I took a class in Tai Chi while visiting a friend in New Jersey, and it was all about balance and the ability to shift your weight from one foot to the other while still in motion, and without effort.  For almost three weeks I traveled around the East Coast and each day brought a change in scenery and tempo.  Five states, four museums, historic sites and centers, cities and countryside.  I stayed in seven different places during my trip and enjoyed each one.  Some days were filled with activity and celebrations of one kind or another, other days were quiet and peaceful.  Some days were devoted to cooking with old friends and family members, others were spent eating wonderful meals in restaurants, pubs, and inns.  I even managed to stop for lunch at one of my all time favorite “food” places, Reading Terminal.  With too  many memorable meals to mention, here are just a few.  A post-graduation lunch at Bar Boulud  where I ate a dish of homemade pasta with cippolini onions, spring peas, and cheddar.  Mother’s Day  (the day my brother-in-law’s newest grandson was born) was celebrated at Minetta Tavern.  I had Brandade,  a dish of salt cod cooked with potatoes and milk, mashed into a creamy purée.  There was crisp duck with a balsamic glaze at a kosher restaurant in Teaneck, smoked fish from Acme in Brooklyn, halibut with mango and avocado salsa in West Orange followed by a delicious cheesecake,  filet of flounder sautéed in panko crumbs in Philly followed by ripe cheeses and many glasses of wine, blintzes in Greenwich, and fish cakes with rémoulade sauce in Marshfield.

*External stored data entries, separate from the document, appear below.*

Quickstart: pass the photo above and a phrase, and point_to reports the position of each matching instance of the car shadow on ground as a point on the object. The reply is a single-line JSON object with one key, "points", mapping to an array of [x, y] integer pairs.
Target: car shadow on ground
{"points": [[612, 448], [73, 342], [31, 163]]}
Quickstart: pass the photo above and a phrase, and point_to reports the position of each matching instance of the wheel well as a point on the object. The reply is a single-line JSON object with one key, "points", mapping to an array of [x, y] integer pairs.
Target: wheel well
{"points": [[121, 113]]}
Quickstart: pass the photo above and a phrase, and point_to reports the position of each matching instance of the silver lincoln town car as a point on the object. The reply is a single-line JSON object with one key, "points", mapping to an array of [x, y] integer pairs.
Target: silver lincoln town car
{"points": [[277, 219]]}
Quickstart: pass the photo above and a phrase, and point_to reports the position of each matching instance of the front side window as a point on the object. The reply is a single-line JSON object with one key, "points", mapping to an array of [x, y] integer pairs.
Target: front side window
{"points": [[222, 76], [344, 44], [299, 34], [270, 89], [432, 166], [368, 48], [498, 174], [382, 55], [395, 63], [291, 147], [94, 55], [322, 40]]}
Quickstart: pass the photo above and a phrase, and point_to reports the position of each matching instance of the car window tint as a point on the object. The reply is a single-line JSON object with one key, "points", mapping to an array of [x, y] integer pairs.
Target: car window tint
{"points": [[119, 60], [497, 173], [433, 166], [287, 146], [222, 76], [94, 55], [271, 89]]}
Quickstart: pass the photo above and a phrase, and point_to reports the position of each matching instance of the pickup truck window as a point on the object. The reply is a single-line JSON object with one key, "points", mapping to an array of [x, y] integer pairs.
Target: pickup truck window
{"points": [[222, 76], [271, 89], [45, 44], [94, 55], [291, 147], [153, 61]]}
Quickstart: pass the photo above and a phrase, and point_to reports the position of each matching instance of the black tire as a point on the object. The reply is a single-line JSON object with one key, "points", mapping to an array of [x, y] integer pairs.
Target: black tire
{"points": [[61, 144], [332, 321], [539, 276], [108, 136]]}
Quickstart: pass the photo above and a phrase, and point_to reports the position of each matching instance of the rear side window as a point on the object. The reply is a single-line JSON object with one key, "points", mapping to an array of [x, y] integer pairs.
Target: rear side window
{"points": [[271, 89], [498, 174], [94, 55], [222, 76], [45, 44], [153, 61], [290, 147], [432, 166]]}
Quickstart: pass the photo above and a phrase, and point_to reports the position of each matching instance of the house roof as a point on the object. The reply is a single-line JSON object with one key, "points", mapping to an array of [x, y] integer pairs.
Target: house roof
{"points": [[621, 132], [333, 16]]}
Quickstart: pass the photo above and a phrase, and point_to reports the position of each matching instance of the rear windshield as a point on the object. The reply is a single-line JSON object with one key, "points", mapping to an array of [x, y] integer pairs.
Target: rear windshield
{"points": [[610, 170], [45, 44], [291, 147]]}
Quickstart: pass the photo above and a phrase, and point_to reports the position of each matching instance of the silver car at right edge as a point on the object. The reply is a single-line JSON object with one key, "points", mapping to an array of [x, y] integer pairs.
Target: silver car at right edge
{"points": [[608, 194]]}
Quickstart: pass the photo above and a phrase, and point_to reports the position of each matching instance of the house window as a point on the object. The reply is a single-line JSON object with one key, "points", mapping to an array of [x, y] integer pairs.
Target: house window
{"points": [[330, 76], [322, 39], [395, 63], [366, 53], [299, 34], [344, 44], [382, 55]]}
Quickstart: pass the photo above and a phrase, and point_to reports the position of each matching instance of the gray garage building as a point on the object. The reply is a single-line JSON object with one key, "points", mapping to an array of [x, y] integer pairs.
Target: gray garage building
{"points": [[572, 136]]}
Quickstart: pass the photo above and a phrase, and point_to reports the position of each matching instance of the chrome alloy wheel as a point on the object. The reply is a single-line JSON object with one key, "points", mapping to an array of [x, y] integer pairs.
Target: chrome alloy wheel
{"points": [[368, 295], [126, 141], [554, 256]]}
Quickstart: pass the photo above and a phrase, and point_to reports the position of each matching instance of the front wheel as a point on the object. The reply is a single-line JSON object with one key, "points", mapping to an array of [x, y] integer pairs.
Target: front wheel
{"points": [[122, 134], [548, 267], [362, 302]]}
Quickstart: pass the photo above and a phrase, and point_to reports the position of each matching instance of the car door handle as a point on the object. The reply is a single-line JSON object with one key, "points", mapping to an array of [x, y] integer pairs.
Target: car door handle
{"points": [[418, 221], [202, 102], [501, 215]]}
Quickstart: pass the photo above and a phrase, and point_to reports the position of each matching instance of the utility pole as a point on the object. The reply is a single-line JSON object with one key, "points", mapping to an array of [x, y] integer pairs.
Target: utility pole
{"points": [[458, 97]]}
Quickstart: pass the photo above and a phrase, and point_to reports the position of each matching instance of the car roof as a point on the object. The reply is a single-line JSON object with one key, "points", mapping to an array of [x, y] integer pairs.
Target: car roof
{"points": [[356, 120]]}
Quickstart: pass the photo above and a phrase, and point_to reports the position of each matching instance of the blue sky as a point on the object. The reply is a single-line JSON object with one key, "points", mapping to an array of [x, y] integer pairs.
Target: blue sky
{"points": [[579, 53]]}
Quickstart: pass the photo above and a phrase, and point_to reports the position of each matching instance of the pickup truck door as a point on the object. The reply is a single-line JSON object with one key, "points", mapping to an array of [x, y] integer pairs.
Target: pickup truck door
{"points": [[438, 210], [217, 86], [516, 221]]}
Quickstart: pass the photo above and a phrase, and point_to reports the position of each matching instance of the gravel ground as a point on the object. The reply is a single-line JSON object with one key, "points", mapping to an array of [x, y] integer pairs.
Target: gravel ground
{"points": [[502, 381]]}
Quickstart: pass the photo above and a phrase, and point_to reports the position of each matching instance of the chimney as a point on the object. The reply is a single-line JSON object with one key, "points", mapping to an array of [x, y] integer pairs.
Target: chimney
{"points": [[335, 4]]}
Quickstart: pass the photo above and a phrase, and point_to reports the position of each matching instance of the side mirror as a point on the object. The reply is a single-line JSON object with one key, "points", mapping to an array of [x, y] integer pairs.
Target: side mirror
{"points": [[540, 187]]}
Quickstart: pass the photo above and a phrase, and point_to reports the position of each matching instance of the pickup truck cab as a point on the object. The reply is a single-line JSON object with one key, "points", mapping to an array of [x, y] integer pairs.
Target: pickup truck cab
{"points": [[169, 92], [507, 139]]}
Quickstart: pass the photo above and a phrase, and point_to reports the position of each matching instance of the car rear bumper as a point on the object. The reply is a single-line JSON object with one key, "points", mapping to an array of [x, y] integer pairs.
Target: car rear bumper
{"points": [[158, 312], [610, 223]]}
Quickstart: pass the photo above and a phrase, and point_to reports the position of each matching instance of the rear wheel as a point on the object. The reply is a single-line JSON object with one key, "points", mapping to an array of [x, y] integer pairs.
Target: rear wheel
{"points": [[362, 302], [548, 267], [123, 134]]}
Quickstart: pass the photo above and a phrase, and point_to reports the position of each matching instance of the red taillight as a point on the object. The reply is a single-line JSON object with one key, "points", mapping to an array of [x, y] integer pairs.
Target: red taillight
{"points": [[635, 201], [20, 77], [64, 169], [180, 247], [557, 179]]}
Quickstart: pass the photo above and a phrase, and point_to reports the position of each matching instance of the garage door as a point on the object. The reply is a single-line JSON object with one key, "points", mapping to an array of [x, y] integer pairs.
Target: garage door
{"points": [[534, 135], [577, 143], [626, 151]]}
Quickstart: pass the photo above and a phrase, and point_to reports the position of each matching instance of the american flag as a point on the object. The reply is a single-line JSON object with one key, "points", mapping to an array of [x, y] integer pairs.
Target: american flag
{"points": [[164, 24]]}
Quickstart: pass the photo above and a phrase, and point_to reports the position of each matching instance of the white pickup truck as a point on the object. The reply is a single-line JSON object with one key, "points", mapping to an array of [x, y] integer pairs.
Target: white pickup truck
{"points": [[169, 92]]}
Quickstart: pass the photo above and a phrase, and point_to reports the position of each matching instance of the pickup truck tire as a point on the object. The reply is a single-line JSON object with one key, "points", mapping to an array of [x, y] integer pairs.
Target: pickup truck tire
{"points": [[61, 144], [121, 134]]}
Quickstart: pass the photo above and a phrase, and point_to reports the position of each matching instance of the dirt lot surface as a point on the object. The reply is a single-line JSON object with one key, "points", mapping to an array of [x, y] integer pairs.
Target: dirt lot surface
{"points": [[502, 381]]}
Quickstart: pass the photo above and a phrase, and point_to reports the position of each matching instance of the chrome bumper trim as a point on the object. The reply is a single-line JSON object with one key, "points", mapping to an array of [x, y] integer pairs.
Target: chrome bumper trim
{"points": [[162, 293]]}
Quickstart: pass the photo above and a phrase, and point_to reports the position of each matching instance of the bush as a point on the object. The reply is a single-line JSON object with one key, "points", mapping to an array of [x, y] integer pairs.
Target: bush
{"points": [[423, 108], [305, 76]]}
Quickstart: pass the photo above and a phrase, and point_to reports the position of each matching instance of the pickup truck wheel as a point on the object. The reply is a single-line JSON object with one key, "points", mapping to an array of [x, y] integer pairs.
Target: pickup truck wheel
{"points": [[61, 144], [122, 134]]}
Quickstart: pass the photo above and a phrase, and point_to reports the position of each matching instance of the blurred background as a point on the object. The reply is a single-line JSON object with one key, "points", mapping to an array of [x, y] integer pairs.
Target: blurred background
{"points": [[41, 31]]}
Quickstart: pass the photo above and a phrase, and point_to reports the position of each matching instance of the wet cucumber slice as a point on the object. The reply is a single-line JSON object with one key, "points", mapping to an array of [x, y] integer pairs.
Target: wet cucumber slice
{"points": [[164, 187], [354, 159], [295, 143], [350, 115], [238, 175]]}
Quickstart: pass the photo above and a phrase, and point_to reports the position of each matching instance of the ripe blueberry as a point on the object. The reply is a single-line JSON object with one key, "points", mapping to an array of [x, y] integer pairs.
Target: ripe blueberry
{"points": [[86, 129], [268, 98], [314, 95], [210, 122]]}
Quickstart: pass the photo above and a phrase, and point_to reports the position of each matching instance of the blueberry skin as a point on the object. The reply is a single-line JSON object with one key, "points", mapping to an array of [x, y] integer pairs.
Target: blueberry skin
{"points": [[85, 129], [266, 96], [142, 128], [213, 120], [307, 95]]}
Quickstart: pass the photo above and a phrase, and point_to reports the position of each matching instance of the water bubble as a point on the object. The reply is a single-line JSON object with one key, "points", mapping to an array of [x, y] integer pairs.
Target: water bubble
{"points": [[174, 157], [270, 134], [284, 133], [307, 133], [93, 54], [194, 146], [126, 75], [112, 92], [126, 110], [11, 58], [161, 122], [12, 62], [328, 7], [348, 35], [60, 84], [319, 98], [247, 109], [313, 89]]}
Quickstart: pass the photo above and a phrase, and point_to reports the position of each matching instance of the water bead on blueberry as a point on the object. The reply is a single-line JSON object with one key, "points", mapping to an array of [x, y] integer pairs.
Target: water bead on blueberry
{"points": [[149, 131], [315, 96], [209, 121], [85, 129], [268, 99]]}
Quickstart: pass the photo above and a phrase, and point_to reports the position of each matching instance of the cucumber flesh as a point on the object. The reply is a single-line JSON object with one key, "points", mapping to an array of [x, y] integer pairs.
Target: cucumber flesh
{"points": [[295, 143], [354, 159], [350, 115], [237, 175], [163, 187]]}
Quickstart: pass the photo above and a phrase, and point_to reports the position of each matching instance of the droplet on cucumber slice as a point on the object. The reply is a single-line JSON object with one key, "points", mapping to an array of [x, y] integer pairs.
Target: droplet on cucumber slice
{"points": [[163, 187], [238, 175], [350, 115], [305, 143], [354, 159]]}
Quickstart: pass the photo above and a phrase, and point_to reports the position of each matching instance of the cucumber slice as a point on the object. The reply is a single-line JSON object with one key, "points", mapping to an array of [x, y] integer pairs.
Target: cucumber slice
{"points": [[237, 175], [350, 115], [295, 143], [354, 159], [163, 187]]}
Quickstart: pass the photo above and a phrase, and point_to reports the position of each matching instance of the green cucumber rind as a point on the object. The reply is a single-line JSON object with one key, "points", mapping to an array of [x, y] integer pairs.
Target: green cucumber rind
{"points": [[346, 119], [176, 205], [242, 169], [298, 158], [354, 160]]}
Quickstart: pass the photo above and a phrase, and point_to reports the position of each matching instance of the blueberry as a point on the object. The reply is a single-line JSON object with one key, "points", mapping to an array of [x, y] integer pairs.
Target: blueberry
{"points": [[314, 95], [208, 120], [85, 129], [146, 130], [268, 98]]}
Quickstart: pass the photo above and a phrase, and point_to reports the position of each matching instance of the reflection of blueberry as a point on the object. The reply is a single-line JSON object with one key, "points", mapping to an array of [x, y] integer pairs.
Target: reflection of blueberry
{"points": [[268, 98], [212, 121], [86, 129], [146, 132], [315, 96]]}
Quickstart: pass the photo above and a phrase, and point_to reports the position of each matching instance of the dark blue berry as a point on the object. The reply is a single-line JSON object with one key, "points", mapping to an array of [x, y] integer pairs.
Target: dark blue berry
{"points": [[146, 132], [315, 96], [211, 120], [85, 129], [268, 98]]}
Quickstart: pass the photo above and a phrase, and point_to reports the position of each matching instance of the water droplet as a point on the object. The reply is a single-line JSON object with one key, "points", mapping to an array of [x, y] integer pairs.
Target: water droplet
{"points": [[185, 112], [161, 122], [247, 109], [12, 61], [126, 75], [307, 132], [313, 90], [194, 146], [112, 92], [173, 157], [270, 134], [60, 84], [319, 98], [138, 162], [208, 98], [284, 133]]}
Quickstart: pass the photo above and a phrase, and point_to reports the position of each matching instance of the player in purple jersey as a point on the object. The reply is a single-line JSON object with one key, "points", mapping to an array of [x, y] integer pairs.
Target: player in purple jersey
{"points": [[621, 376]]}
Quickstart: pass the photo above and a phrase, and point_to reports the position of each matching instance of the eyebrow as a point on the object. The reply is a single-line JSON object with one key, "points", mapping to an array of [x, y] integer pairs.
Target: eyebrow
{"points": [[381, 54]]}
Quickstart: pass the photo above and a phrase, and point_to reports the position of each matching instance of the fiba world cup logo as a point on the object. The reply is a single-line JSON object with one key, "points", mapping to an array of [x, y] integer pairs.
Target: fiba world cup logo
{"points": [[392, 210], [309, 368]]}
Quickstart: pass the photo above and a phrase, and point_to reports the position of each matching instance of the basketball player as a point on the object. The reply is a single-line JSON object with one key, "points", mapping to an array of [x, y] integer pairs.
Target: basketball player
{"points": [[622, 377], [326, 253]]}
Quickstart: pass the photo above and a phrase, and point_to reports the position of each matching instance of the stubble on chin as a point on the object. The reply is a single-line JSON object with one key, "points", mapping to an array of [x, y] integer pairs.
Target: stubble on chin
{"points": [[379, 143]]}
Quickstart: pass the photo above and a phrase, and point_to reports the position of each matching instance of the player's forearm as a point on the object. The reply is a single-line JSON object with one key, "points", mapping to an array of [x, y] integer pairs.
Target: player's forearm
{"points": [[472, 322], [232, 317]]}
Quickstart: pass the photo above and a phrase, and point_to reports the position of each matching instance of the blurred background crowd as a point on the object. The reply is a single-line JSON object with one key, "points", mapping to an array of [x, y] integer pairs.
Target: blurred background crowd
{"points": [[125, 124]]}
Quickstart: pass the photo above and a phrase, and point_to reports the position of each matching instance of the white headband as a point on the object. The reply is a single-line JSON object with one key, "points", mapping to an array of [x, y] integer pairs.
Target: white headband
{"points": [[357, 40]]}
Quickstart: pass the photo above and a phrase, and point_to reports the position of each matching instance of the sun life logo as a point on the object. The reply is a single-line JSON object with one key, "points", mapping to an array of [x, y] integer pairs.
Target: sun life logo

My cousins in Marshfield have a beautiful garden filled with flowers and vegetables.  One morning Janine picked some rhubarb, enough to make a pie or two, with no cookbook in hand and no recipe card on the counter.  It reminded me of the way my mother baked but this time I made sure to take notes.  It had been twenty-seven years or so since I last visited Marshfield and I left hoping that my next visit would come sooner.  Ready to get back to the fast pace of NYC, I first made sure that I took some home-grown rhubarb with me.  On our last Shabbat in NYC we enjoyed a vegetarian feast prepared for us by Heidi and Rob, friends of our children.  The meal ended with a strawberry rhubarb crisp that I made with Janine’s recipe and her rhubarb.

Then there was the wedding.  It was magical, set in the Hudson River Valley, not far from where I spent summers during my childhood.  Everything felt familiar, the air, the trees, the food, and the music.  We returned to Brooklyn in the early evening on Memorial Day and we celebrated with a BBQ in the park.  Norm and I were going home early the next morning and as I prepared to shift once again, I found that it was not without effort.

Strawberry Rhubarb Crisp
4 large stalks rhubarb, thinly sliced

1 quart strawberries, cut in half or quartered, depending on size

1 1/2 cups sugar

1 Tb tapioca

1/2 cup sour cream

1 egg, beaten

1 tsp vanilla

Mix all ingredients and put in the bottom of either two greased 8″ round pie plates,  or one large greased 8 x 10 pan.

Topping

3/4 cup brown sugar

1 cup flour

1 tsp cinnamon

1/2 cup butter, room temperature

Mix ingredients together with your finger tips until you get small crumbs.  Sprinkle over fruit and bake at 375 till golden and bubbly, about 30 minutes.  Can serve 2 or 6, just depends.